Case studies

Case studies
Performance improvement

Optimizing manufacturing network through identification of cost drivers

  • Challenge

    Based in Europe, the client is an International Industrial Goods manufacturer. Having expanded in the past by both organic growth and mergers & acquisitions, the client ended up with production facilities located all around the globe with highly segmented product portfolio each, in addition to elevated logistic and personnel costs.

  • Approach

    A team combining operational experts and industry specialists collected and analyzed firstly specific data, such as production portfolio and volumes by location, cost breakdown per operational step and per product, plant performance indicators and logistics costs. Together with the client, the team aligned data bases between plants and future tendencies regarding technologies, product portfolio and market needs were identified. To better understand the actual footprint, a study on technology and operational standards used across the plant network was conducted, taking network constraints in market, technology and operational standards into account. Based on all analyses the team was able to come to the very essential part for a totally new transparency in the footprint: the cost driver matrix. With this matrix, the cost drivers behind production cost differences could be identified and various scenarios could be modeled, knowing the impact of every driving variable on each cost type. The team prepared a crucial basis for the evaluation of preferred scenarios and the assessment of network fit with future challenges.
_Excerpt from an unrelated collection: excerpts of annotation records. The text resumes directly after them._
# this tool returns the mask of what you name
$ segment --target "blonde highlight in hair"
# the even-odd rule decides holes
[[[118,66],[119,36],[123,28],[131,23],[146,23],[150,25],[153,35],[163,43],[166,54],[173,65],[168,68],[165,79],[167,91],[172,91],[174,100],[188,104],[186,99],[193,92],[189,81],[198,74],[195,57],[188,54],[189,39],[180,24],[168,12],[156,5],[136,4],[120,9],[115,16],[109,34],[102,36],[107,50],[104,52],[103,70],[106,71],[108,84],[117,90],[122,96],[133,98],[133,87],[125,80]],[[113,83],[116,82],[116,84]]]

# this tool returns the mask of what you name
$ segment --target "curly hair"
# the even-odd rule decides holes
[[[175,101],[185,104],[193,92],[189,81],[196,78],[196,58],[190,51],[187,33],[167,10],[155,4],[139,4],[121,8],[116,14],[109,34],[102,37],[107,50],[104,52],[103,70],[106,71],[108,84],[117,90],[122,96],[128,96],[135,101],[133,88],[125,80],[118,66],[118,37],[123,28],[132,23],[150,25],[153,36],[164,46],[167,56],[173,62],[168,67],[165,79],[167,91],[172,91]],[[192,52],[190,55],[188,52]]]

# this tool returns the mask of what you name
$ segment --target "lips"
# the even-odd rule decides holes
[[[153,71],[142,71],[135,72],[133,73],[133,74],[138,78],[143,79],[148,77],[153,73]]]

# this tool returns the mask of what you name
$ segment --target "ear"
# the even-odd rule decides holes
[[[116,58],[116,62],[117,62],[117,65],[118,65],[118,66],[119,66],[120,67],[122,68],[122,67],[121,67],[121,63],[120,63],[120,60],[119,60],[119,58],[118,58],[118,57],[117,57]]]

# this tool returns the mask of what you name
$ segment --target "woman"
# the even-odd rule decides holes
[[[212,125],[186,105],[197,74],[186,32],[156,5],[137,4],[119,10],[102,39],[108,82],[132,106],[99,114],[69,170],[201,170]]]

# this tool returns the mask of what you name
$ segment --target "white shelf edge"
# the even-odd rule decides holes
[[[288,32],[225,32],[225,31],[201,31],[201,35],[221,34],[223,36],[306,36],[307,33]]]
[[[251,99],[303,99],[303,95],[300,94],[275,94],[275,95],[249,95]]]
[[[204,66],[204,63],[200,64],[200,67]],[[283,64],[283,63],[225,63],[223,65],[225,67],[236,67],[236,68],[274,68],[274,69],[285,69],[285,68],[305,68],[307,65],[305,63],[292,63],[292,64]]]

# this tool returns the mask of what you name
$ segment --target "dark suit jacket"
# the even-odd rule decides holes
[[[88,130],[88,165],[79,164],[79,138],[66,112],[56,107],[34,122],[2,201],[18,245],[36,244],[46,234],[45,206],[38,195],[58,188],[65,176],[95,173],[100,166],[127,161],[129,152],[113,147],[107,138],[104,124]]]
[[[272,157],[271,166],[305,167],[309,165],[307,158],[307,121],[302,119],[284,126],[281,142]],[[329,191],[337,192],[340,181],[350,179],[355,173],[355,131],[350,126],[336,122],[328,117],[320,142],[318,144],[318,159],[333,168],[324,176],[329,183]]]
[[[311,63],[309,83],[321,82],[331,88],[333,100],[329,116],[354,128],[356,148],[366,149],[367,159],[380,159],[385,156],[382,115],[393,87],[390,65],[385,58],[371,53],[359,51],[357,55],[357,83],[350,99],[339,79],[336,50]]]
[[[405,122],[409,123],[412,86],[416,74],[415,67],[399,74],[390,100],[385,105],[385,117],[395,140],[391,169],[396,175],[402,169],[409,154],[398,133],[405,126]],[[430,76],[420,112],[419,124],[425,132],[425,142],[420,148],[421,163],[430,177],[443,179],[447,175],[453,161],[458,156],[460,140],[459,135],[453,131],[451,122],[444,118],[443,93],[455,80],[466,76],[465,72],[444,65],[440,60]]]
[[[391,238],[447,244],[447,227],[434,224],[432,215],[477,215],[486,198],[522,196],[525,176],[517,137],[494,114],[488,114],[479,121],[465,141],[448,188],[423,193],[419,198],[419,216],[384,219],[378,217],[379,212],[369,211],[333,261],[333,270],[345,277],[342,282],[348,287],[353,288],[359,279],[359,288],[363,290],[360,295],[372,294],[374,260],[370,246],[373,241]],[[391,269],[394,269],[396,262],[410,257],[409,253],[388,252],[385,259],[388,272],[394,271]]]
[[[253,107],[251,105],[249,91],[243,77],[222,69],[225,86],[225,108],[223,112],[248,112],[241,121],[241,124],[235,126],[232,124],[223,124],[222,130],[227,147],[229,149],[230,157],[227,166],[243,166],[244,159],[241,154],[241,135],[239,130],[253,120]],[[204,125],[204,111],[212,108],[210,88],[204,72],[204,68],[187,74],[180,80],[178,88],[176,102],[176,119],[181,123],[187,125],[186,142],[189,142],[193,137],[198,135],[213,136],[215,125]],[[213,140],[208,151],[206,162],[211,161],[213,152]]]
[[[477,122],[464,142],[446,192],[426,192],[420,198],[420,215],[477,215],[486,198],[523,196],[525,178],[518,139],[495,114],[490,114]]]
An implementation plan was developed for the main scenario.

  • Result

    The client obtained a totally new transparency regarding the cost structure in relation to origin of the costs and their influence when changing the footprint circumstances (place, portfolio per site, etc.). The cost matrix allowed the client to easily identify how different factors drive its costs and what changes could optimize its footprint through the modeling of different scenarios. The client was able to model multiple scenarios and possible target networks very close to reality due to the cost driver model, including also one-time costs, implementation risks and overall economics, as basis for assessment of network fit in future challenges.